望潮亭通信

無常なる世界を見るは楽しかり

名もない白い花

 道端に「名もない白い花が咲いていた」などの表現を見聞きすることは珍しくない。ありふれた表現で、昔からエッセイなどではよく見かけ、現在でも放送メディアの風景描写リポートなどで聞くことがある。花など植物に関する知識は乏しいが、きれいな花を見かけて心を動かされた人が小さな感動を伝える言葉として使われてきたようだ。

 この「名もない白い花が咲いていた」などの表現は正しくない表現だ。正しくないのは「名もない」という部分。日本を含め世界中で植物学者たちは、各地を歩き回って植物を採集し、細かく観測して分類・系統化した。その時には名前がつけられる。だから、「名もない」花があったとすれば、それは新種だということになる。もちろん世界には未発見の新種の花はあるだろうが、人々の日常空間にはまず存在しないだろう。

 「名もない白い花が咲いていた」式の表現は正しい表現でないが、受け入れられてきた。人々は日常の空間では言葉の厳密さに固執せず、むしろ「名もない白い花が咲いていた」などの表現で、その人が感じた小さな感動が伝わるのだから、重宝してきた。白い花が何かとの認識を共有するには「名もない」は不適切だが、花に心が動いたとの情緒を共有するには問題はない表現だった。

 表現は正しくあるべきだろうが、情緒を伝えることも表現の重要な役割だ。とはいえ「名もない白い花が咲いていた」式の表現が多すぎる社会は、情緒的な人が多い社会と見なされよう。情緒を伝えつつ、正しさも備えている表現が求められる社会が理想だろうが、言語表現は人々の意識と関わるので、簡単には変わらない。

 「白い花が咲いていた」だけでも情緒を伝えることはできるだろうに、なぜ「名もない」と付け加えるのか。花を個別の花として認識したなら、それぞれに名があることを意識するだろうが、白い花が花一般を表しているとすれば個別の名は必要ないと判断することはあり得る。つまり、見た人は花の美しさに心を動かされたが、個別の品種として認識したのではなく、花一般としか見ていない。
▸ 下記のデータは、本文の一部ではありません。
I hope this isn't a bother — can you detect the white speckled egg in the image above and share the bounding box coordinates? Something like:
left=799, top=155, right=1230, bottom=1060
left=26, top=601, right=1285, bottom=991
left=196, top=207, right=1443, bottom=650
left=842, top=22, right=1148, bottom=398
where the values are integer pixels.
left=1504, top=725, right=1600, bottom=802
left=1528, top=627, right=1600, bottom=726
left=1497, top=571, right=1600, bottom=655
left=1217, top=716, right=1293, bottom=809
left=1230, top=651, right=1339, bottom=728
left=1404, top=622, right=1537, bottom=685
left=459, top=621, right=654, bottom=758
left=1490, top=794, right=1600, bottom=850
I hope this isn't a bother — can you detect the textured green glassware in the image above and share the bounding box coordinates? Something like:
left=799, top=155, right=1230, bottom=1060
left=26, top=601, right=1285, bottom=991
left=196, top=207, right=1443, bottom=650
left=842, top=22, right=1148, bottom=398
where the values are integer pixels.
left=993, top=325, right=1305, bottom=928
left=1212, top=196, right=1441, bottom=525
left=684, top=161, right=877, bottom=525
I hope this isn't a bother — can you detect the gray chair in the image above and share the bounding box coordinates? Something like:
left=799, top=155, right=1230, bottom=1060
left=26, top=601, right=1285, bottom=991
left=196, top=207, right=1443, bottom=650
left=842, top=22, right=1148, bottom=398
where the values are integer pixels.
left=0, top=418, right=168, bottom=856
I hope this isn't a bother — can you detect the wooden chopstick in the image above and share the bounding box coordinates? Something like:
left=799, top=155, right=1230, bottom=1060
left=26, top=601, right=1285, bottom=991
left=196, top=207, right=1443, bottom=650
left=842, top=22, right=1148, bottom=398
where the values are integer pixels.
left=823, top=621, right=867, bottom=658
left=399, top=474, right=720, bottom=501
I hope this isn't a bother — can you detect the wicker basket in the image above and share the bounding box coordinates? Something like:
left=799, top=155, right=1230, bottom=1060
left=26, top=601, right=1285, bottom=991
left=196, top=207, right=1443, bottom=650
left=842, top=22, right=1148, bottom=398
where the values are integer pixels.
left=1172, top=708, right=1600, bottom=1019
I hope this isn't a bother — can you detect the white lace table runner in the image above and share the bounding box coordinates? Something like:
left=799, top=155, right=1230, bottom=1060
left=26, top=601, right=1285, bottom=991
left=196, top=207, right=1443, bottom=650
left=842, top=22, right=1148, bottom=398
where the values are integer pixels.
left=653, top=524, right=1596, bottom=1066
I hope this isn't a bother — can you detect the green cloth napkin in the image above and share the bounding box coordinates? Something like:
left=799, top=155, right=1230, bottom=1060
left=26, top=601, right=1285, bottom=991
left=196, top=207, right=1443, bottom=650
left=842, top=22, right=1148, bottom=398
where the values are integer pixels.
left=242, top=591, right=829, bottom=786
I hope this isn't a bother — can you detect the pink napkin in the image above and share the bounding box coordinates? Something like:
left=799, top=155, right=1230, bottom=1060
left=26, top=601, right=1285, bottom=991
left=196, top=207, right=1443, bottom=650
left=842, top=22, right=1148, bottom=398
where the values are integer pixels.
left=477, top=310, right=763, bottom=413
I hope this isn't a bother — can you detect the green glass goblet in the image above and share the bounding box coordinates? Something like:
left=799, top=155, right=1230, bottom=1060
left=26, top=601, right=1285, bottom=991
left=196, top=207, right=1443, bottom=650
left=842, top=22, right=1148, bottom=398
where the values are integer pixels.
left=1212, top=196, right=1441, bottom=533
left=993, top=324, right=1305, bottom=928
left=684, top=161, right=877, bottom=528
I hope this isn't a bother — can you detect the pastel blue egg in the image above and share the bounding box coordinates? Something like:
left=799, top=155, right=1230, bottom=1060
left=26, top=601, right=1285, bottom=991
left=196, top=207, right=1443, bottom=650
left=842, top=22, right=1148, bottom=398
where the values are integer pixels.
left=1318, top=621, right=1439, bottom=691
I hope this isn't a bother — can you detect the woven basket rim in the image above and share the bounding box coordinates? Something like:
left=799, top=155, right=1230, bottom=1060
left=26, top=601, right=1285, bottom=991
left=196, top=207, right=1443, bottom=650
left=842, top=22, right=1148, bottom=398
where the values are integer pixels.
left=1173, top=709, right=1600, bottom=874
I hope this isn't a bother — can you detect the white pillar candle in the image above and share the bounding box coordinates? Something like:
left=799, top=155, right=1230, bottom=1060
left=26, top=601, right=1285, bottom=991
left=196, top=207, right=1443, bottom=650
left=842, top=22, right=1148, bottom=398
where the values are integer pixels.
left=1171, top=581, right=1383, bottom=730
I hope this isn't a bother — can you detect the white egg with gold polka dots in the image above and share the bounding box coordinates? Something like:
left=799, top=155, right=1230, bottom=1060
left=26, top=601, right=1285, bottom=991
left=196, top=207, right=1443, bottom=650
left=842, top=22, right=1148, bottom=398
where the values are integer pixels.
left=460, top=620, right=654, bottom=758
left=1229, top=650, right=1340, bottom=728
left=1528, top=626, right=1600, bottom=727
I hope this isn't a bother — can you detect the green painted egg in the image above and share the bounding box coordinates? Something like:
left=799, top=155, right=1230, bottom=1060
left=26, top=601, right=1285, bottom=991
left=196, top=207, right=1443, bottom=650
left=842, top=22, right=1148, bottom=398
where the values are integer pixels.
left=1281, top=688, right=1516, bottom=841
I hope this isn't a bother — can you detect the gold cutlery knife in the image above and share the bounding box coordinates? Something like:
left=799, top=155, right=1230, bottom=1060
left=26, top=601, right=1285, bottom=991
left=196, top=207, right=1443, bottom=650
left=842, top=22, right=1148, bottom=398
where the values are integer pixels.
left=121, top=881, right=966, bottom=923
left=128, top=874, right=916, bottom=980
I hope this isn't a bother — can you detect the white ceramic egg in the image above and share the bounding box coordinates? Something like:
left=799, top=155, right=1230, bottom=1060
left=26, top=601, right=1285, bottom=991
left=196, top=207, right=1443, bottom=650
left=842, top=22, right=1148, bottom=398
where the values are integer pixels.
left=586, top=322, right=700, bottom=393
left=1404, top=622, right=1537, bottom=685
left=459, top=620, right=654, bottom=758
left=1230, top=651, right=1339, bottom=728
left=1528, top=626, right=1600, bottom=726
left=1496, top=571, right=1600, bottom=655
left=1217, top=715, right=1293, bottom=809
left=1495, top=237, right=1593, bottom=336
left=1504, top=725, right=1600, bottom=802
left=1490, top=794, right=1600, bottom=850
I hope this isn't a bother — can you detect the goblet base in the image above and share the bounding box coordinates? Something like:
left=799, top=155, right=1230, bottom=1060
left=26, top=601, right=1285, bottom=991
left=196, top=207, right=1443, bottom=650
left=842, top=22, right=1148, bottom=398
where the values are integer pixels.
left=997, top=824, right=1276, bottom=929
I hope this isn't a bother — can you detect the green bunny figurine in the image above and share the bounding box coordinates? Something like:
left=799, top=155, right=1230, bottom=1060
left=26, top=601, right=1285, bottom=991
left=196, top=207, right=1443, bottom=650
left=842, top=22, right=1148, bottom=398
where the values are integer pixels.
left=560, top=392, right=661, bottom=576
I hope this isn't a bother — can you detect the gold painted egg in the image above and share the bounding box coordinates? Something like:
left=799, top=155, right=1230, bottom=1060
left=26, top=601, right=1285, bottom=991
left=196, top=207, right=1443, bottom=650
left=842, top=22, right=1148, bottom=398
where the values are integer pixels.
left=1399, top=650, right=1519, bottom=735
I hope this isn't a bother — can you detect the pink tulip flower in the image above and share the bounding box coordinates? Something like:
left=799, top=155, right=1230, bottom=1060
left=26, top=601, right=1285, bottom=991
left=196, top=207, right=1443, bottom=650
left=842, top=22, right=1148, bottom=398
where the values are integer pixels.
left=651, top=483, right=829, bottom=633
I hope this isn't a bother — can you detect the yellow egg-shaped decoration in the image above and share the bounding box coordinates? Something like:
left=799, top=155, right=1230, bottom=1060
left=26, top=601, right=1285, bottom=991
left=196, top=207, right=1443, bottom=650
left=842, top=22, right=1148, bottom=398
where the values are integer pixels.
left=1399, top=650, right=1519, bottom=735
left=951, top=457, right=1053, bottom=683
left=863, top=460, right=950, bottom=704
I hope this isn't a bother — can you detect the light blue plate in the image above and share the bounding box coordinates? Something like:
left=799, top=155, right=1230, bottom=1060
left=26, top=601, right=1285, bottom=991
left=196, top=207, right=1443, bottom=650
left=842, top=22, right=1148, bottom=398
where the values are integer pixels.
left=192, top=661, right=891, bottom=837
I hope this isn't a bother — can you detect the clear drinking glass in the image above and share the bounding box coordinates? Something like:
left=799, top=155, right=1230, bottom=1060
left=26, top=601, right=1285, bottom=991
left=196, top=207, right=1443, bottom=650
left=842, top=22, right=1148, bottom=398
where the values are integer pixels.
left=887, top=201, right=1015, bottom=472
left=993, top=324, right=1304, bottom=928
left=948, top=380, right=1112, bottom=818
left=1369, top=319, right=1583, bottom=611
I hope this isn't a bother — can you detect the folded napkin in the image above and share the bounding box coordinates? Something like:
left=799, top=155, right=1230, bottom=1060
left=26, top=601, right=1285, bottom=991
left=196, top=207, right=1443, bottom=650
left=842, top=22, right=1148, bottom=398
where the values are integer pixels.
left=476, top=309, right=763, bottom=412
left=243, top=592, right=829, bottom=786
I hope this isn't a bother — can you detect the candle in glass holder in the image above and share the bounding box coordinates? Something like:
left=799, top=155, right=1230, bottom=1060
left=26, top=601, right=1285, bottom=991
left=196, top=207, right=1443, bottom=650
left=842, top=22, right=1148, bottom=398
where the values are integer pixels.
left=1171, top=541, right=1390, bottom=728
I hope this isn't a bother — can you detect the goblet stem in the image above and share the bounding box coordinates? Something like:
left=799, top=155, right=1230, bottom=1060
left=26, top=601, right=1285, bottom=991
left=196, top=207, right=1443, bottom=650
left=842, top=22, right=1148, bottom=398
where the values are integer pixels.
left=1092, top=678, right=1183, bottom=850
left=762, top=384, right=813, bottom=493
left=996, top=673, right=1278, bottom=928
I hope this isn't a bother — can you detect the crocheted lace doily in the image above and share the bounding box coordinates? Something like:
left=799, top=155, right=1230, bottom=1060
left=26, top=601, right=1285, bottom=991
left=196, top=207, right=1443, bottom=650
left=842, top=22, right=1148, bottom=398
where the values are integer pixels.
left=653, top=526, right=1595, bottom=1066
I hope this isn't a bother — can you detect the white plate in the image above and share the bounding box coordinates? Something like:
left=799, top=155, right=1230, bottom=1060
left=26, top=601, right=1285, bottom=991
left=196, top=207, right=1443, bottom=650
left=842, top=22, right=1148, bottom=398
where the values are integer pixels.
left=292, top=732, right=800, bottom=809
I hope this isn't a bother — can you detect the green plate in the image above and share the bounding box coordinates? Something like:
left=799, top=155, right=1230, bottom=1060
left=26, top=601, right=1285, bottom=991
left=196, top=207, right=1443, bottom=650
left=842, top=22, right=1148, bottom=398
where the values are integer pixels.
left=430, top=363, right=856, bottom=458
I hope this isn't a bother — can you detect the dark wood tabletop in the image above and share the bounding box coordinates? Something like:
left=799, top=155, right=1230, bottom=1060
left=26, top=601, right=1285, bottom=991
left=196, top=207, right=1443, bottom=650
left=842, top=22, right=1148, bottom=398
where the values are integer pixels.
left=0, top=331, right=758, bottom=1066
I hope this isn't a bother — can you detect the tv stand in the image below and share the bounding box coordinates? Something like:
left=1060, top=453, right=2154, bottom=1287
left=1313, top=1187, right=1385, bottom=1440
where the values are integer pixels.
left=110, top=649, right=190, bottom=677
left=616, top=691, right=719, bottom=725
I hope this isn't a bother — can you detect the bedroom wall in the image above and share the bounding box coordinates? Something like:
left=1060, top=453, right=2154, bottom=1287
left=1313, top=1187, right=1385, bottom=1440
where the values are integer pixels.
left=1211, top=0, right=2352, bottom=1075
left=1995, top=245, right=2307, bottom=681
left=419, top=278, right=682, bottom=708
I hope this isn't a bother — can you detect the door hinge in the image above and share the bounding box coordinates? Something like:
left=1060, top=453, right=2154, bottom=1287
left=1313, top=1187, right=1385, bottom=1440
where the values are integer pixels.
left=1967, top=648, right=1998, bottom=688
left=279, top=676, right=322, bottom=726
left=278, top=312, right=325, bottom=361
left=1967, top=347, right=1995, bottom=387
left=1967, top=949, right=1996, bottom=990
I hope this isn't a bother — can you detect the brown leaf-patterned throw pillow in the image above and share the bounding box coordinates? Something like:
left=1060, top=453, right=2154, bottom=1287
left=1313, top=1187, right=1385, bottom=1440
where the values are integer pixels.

 「花の美しさというものはない。美しい花がある」とは誰かの名言だが、個別の花を認識せず、花の美しさを感じる人がいるから、「名もない〜」式の表現が存在した。そういう人には、白でも赤でも黄色でも花は花であり、大輪でも小粒でも花は花でしかなく、しかし、花を見て心が動き美を感じている。そういう人には「名もない」との言葉に実感があるのだろう。

 対象が花だから「名もない」式の表現は許容される。もし人間に対して「名もない人が歩いていた」などと表現すると、批判されるだろう。人は固有名詞で呼ばれるべきで、普通名詞で扱われるのは統計などに限られる。「名もない」との表現は対象に対する関心度合いを示す言葉であり、対象を観察して分類するという科学的態度が欠如していることも示す。